I once owned a '59 Metropolitan, which was my first car. It was purchased new by my older brother and his wife. They later sold it to me because she was expecting and the Met was not exactly a family car. Many great memories with that little bugger. It was the car I drove when I took my first real girl friend on our first date to a drive-in movie, for purposes intended, of course. I liked to pretend that it was a kind of sports car, sort of. I even took it to the old Aquasco Drag Strip in Maryland for grins and giggles. Problem was, it had a 3 speed shifter sticking out of the dash and really didn't corner, or stop very well. But it was fun. And reliable. Don't know if it was the "best British car ever built", but in the three years I owned it, it never failed to start, never overheated, never burned oil, etc. And, not to be overlooked, its tiny size promoted cuddling, of the drive-in movie sort. Thanks for the post, it was great.

My Mother, who was a slender, beautiful brunette, and dressed like Audrey Hepburn (Breakfast at Tiffany's was a favorite movie for her) fantasized of one day driving around town in a pink-and-white Metro, long black cigarette holder held elegantly in a white-gloved hand, with silk scarf tied snugly around her head. She never did own one, but eventually had fantasies fulfilled in my Father's '65 Jaguar XKE.

And in the spirit of Mr. Herrmann above, in 1969, my high-school band teacher, Mr. Weeks, owned a late model Renault Dauphine, which, after a Wednesday night marching band rehearsal, myself and four other band members lifted and inserted between two cyclone fence gate-poles, with about six-to-twelve inches of clearance on either end. We then all piled into a single car that was hidden in the dark shadows of a large tree, and waited for Mr. Weeks to come around the band-building corner to find his car blocking his way to the parking lot.
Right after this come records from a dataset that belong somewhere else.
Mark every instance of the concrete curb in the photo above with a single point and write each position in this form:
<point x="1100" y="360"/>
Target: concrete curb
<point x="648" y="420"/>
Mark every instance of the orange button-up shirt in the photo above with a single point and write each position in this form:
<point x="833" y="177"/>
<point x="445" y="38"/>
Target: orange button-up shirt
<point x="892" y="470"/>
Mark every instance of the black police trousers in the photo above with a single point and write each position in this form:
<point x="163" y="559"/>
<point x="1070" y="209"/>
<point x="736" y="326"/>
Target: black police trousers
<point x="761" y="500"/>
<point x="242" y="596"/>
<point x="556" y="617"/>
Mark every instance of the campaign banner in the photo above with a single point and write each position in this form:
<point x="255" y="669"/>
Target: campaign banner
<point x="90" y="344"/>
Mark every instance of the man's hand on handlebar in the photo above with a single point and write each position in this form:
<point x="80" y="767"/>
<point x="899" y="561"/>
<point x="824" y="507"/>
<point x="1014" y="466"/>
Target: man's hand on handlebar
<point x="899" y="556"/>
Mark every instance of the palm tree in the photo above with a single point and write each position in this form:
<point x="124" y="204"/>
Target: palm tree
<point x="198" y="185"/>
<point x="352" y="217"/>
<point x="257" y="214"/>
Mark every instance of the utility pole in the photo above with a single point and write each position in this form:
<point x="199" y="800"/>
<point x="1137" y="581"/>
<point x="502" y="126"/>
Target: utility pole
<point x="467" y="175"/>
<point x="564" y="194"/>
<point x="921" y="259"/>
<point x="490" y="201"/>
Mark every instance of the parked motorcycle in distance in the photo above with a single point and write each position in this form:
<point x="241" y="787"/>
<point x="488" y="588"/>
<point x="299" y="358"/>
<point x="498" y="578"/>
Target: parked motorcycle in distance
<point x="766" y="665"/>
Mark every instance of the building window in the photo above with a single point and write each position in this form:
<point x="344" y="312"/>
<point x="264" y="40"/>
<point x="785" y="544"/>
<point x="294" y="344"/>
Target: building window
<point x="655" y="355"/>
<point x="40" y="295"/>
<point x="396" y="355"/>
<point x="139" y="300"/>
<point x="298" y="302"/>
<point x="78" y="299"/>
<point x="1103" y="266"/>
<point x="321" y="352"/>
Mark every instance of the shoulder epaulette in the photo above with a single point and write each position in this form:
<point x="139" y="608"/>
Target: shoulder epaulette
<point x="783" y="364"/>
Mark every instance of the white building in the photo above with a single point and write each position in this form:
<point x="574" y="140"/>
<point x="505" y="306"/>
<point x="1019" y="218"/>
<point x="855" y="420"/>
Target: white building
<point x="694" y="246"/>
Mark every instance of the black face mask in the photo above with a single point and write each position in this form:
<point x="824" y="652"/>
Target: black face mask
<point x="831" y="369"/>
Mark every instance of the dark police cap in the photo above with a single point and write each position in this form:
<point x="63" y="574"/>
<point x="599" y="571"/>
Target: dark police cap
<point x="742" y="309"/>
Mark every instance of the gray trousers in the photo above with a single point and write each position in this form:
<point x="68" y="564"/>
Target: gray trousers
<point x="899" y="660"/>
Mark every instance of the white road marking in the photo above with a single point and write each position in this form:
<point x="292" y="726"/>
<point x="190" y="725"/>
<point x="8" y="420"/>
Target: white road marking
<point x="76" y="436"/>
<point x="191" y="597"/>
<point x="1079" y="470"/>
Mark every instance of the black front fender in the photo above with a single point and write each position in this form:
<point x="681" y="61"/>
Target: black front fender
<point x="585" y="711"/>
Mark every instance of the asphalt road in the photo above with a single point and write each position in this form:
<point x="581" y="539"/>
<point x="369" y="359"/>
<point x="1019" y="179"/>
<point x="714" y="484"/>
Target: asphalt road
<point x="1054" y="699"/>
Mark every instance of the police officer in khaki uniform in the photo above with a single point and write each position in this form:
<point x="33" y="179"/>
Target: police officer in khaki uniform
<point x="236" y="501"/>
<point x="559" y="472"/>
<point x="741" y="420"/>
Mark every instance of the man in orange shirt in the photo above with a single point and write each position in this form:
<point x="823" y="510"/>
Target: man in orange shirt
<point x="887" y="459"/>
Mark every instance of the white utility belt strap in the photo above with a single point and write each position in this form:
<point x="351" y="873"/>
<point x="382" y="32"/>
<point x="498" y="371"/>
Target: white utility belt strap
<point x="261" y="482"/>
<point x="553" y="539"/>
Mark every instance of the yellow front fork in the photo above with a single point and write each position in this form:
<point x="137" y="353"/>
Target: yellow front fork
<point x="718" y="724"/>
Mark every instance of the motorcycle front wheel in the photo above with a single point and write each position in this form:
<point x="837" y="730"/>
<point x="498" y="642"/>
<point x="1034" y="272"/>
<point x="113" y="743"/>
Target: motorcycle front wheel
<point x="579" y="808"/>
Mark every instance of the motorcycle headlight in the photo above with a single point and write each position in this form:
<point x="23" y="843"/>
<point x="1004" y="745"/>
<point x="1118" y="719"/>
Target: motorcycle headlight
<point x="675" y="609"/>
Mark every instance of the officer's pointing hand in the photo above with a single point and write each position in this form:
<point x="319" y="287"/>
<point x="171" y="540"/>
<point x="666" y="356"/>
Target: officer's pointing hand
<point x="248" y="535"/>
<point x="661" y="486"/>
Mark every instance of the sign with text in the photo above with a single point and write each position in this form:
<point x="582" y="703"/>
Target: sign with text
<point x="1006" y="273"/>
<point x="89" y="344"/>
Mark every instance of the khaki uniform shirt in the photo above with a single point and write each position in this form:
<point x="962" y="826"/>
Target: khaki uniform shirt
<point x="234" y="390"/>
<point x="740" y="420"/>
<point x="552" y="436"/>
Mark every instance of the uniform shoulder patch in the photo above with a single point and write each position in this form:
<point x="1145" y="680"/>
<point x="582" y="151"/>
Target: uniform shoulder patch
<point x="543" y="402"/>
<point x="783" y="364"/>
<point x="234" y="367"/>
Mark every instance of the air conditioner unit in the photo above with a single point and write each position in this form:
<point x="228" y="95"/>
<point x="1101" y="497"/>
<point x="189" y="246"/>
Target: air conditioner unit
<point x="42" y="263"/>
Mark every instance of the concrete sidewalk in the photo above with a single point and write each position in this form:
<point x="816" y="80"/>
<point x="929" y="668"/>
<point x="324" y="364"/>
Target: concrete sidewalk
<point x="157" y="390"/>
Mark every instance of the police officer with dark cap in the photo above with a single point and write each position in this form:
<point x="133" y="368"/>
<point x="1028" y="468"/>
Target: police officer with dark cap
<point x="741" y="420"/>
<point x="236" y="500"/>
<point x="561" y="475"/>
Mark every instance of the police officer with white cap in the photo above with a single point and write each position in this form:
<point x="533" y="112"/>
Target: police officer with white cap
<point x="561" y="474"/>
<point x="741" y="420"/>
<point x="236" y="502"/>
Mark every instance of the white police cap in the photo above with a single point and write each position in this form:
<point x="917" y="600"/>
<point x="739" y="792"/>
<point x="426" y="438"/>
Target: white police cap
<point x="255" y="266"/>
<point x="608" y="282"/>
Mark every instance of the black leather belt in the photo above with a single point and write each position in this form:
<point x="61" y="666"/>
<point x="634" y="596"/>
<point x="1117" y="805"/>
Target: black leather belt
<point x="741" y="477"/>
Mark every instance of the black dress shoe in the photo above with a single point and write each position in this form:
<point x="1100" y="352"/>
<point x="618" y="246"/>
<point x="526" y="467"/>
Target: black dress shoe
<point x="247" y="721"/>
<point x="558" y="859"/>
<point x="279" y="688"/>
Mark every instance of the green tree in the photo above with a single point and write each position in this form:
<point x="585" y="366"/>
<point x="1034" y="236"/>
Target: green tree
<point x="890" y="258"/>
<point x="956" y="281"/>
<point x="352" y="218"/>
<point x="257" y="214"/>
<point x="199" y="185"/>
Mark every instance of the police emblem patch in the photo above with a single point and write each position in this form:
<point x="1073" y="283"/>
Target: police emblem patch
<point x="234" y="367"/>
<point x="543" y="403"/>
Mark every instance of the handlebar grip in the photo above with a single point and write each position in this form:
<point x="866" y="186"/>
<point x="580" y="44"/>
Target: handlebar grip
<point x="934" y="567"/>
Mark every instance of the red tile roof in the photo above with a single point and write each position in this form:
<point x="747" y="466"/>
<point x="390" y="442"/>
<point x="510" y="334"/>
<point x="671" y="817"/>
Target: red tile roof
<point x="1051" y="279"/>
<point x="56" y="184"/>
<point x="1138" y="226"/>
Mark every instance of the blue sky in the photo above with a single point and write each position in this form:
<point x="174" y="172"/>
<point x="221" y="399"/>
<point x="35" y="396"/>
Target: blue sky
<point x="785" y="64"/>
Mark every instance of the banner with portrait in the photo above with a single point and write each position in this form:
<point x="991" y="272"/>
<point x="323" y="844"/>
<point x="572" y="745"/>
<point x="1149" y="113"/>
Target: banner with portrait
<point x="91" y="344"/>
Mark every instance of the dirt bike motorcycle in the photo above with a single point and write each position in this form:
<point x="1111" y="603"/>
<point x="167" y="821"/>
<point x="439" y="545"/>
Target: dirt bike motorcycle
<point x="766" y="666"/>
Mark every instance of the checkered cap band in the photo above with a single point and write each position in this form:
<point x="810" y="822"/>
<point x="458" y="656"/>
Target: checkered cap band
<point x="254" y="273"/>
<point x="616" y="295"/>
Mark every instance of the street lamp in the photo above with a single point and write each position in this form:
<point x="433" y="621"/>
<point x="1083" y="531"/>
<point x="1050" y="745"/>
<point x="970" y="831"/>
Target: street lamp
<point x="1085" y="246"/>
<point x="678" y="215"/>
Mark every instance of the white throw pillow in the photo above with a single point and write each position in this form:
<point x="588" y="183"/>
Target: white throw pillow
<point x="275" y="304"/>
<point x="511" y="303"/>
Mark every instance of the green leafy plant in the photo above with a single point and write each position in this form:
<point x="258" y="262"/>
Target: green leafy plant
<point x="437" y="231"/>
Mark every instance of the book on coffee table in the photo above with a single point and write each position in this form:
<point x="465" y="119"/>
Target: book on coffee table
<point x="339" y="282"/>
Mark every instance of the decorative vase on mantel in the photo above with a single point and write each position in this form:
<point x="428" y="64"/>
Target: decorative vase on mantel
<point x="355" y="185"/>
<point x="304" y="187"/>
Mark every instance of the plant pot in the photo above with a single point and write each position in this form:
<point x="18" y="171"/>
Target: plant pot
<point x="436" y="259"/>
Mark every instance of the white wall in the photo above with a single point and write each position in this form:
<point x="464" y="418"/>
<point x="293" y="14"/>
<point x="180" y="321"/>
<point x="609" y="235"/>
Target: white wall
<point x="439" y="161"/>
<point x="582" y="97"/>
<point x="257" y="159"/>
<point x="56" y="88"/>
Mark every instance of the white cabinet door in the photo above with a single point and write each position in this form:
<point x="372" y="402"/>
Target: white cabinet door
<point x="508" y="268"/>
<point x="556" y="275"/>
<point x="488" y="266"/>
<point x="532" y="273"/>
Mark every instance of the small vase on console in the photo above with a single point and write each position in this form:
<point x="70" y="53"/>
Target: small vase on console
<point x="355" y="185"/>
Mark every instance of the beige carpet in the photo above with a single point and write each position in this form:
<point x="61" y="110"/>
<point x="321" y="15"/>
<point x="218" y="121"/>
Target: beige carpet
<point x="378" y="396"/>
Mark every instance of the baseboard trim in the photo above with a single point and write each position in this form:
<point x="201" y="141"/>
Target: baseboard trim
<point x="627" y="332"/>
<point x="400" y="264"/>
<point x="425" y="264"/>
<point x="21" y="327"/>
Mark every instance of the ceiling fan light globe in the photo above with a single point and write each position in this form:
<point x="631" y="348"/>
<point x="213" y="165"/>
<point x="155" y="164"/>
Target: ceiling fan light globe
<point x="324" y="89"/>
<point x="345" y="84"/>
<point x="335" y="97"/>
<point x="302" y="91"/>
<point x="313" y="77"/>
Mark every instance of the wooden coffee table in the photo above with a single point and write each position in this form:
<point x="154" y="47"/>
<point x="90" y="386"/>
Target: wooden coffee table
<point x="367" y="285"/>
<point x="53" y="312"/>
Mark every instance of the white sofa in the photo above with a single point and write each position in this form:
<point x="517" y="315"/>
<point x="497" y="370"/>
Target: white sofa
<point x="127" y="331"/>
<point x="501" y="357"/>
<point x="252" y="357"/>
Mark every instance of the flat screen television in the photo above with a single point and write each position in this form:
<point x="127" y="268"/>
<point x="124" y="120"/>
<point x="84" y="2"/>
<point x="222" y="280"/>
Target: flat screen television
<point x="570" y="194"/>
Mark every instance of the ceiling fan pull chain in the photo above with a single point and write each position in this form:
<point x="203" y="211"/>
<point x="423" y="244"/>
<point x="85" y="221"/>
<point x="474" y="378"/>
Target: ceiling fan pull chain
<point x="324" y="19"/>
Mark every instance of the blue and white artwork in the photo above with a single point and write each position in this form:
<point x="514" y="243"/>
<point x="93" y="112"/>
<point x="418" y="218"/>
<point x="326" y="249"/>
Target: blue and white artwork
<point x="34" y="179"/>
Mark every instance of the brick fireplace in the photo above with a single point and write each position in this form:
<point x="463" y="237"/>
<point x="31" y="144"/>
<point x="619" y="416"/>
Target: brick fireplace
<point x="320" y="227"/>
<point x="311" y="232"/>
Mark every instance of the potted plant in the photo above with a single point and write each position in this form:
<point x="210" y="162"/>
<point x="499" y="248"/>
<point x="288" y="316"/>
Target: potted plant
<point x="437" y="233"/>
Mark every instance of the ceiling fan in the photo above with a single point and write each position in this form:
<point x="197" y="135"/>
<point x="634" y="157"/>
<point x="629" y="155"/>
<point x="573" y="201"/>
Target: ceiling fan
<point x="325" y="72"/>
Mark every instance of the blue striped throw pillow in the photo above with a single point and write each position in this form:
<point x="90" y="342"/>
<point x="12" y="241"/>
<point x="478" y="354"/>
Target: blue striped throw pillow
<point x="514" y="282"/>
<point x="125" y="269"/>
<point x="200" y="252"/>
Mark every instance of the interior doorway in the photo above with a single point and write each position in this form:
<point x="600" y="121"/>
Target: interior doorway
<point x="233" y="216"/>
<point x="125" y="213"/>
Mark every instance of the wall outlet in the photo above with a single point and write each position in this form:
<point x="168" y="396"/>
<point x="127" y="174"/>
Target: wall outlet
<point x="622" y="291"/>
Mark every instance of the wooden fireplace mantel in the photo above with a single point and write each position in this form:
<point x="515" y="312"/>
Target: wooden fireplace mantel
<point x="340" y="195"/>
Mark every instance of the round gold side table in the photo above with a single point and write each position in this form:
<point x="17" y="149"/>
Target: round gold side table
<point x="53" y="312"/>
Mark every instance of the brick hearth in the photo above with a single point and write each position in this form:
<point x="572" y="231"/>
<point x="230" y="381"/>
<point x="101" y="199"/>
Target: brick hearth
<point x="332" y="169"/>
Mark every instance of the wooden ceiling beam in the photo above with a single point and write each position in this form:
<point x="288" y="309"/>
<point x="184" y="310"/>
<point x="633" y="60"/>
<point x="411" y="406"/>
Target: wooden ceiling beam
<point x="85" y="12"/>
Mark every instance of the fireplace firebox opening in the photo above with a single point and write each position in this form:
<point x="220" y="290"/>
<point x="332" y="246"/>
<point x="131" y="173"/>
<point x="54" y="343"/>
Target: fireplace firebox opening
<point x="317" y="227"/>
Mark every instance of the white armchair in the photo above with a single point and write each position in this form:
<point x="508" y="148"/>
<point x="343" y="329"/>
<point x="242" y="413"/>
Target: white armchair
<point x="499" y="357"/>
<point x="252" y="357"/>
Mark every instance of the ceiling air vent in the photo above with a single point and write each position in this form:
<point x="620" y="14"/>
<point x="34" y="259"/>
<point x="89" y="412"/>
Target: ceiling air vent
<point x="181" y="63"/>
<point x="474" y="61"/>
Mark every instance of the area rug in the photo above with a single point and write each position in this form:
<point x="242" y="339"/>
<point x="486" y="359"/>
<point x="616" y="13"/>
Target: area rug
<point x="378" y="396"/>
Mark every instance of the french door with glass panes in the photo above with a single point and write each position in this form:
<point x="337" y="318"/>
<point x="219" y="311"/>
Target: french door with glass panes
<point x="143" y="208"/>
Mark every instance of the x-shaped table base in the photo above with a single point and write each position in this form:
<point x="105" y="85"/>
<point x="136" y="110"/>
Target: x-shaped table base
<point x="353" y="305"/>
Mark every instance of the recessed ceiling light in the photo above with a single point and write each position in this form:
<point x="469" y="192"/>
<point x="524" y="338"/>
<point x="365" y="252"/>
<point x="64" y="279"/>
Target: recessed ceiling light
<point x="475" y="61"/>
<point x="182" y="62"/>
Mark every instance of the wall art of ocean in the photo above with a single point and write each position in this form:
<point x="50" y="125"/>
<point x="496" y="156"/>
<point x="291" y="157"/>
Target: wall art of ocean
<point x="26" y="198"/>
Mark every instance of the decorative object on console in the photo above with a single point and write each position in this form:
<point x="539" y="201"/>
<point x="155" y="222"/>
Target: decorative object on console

We heard Mr. Weeks' familiar whistling as he came around the corner, which stopped abruptly as he took in the sight of his car no longer in his regular parking space, but now jammed between the two gate poles. He slipped past the front bumper, and peered into the dark parking lot, glancing quickly left-to-right, trying to spot anyone he could question or yell at. We, in the meantime, were trying not to laugh out loud, and taking quick glances over the door panels to see what Mr. Weeks was doing next.

Realizing the parking lot was deserted (or so he thought!), he got in behind the wheel of the Renault, and began inching back, forward, back, forward, turning the steering wheel left and right to increase his angle from parallel, and, after three-or-so minutes his front bumper cleared the gate-pole, and he bumped off the sidewalk and onto parking lot asphalt. In the meantime of course, we were all by now pointing and laughing, having a great time watching Mr Weeks' slow extrication from his new "parking" place!

We were parked close to the parking lot exit, and Mr. Weeks had to drive past our car to leave. As he drove past our car, the five of us all sat straight up in our seats, rolled down the windows and as angelically as we could, wished him a good night, and a safe ride home! Needless to say, he knew he had been had, but he just turned and looked out the windshield, never saying a word, and disappeared into the night.

The next morning at band rehaersal, he acted as if nothing had ever happened, but he was very cool towards me and the other band members for some time after that.... God it was so worth it!